Guest posting from Grandma's army   May 01, 2019 


During the Passover holidays I visited “Jewish” Salonika, the second largest city in Greece and the capital of Macedonia. Since Jews all over the world will be commemorating Holocaust Day tomorrow, we were interested to learn what became of the local Jewish community during WWII. Unbelievably, we were told that 98% of the community perished in concentration camps! 

To compound the tragedy -  the physical extermination of Salonikan Jews was followed by almost total oblivion about the history, influences and accomplishments of the city’s Jews.

The first Jews are thought to have arrived in the region in 513 B.C.E. and remained uninterrupted throughout the Roman and Byzantine eras. However, it was the influx of the 20,000 Jews who fled the Spanish Inquisition in 1492 and found refuge in Ottomon Saloniki, which created an autonomous Jewish city. At least two thirds of the total population were Jewish. Salonika was dubbed “Mother of Israel” and “Jerusalem of the Balkans”.

David Ben-Gurion and Yitzhak ben-Zvi (both former Prime Ministers) visited Salonika in 1911 to study a functioning Jewish society - which could serve as a model for a future state of Israel.

In 1913 the essentially Jewish city was annexed to Greece from the Ottoman Empire. After Greece achieved independence of the Ottoman Empire, it made the Jews full citizens of the country in the 1920’s.

Following the German occupation during 1941-43, the ancient and vibrant Jewish community of Salonika in Greece was completely destroyed.

The Germans  began with the destruction of the largest Jewish cemetery in Europe - desecrating 500 years of Jewish history and half a million gravestones. The desecration of the dead was part of the Nazi’s plan to dehumanize the living. With the destruction of the Jewish cemetery, the Germans swiftly began transporting the Jews of Salonika to the death camps. Human bones and broken tombstones were used as building materials – by the local Greek government, the Germans, the local churches, and members of the community. 

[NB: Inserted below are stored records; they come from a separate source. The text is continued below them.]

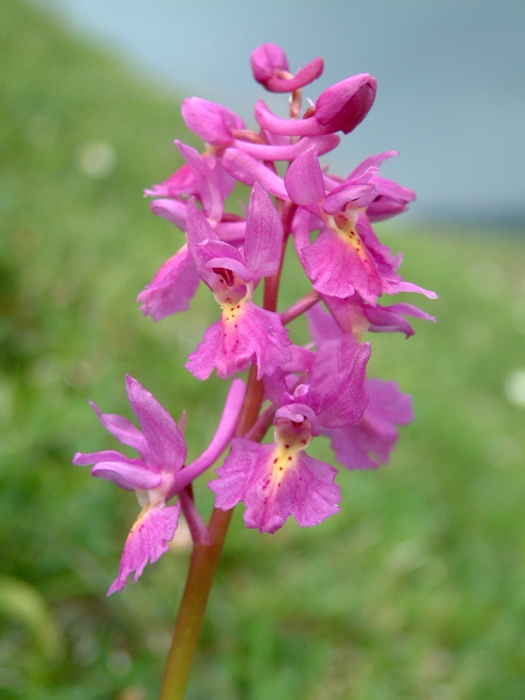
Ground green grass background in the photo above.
[0,0,525,700]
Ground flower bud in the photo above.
[315,73,377,134]
[250,44,324,92]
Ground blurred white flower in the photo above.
[77,141,117,179]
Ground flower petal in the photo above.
[126,374,186,473]
[91,460,162,491]
[108,503,180,595]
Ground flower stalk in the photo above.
[73,39,436,700]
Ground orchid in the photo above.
[73,44,436,700]
[73,375,244,595]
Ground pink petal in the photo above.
[222,148,288,199]
[284,146,325,205]
[209,438,340,532]
[108,503,180,595]
[315,73,377,134]
[91,460,162,491]
[186,302,291,380]
[242,182,283,281]
[137,245,199,321]
[126,374,186,473]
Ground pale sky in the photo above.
[39,0,525,223]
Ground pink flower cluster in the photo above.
[73,44,436,593]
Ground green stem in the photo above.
[159,365,264,700]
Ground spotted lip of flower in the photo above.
[284,148,402,306]
[209,337,370,532]
[181,97,246,146]
[186,184,291,379]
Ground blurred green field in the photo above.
[0,0,525,700]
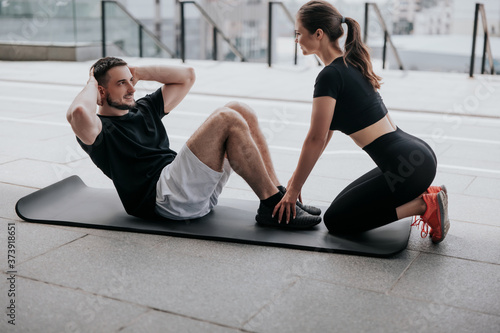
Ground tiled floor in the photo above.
[0,59,500,332]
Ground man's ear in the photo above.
[97,85,106,106]
[314,29,324,40]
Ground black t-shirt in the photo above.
[313,57,387,135]
[77,88,176,217]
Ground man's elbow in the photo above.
[66,105,85,124]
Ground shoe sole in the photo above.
[432,189,450,244]
[255,215,321,229]
[439,185,448,196]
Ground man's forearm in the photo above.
[132,66,195,85]
[68,80,98,117]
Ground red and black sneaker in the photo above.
[412,190,450,243]
[427,185,448,195]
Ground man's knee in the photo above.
[224,101,257,124]
[212,107,248,128]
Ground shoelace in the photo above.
[411,216,430,238]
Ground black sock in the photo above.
[260,191,283,208]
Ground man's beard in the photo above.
[106,94,135,110]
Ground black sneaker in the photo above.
[278,186,321,216]
[255,204,321,229]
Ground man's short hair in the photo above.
[91,57,127,87]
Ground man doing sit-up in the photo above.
[67,57,321,228]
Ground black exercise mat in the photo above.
[16,176,411,257]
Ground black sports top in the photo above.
[77,88,176,217]
[314,57,387,135]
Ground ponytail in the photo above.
[344,17,382,89]
[298,0,382,89]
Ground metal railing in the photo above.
[469,3,495,77]
[363,2,404,70]
[101,0,175,58]
[267,1,297,67]
[179,0,246,62]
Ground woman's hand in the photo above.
[273,190,300,223]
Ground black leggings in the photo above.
[324,128,437,233]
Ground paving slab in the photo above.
[120,310,246,333]
[448,194,500,227]
[156,238,418,292]
[0,159,71,188]
[18,235,291,326]
[0,274,148,332]
[0,218,85,271]
[390,253,500,316]
[408,220,500,265]
[464,177,500,200]
[244,279,500,333]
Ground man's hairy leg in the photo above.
[187,107,278,200]
[225,101,281,186]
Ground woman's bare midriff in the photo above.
[349,114,397,148]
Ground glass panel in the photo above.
[104,2,139,57]
[0,0,101,44]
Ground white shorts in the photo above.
[156,145,232,220]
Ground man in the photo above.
[67,57,321,229]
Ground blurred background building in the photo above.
[0,0,500,72]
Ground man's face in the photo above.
[104,66,135,110]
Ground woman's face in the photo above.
[295,18,318,55]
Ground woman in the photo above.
[274,1,450,243]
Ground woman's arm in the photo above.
[129,66,196,113]
[273,96,336,223]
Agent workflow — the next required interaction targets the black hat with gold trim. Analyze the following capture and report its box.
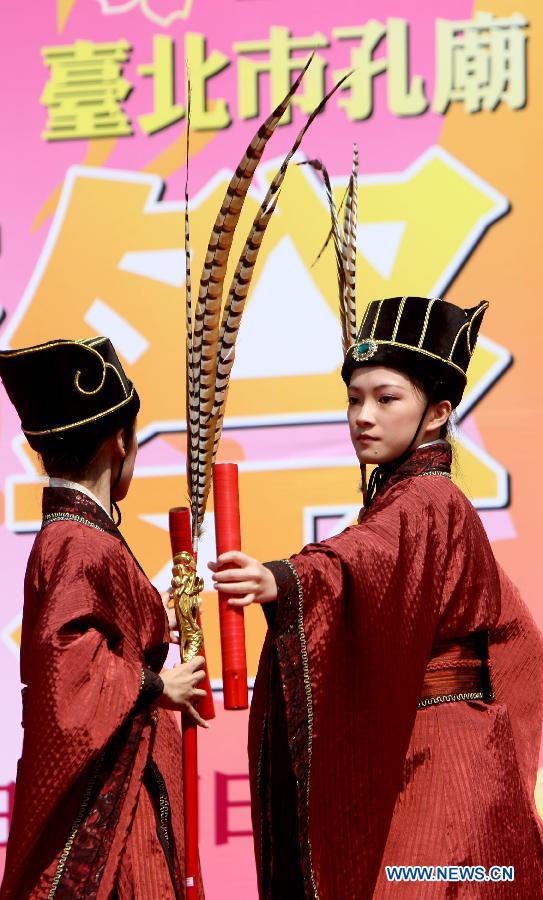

The following picture depicts the beginning of the end in the ironically named Freedom Square. In July 1942, 9,000 starving Jewish men, aged 18-45 were forced at gunpoint by the German occupiers to assemble in the scorching sun to be registered for forced labour.





It was only in 2014 that the silence about the Jews was suddenly broken when the Greek press triumphantly reported the name of the winner of the Nobel prize for literature, Patrick Modiano, a Jew whose origins are from Salonika. 

The present mayor is the first major figure in Salonika to take concrete and symbolic steps to restore the city’s Jewish heritage.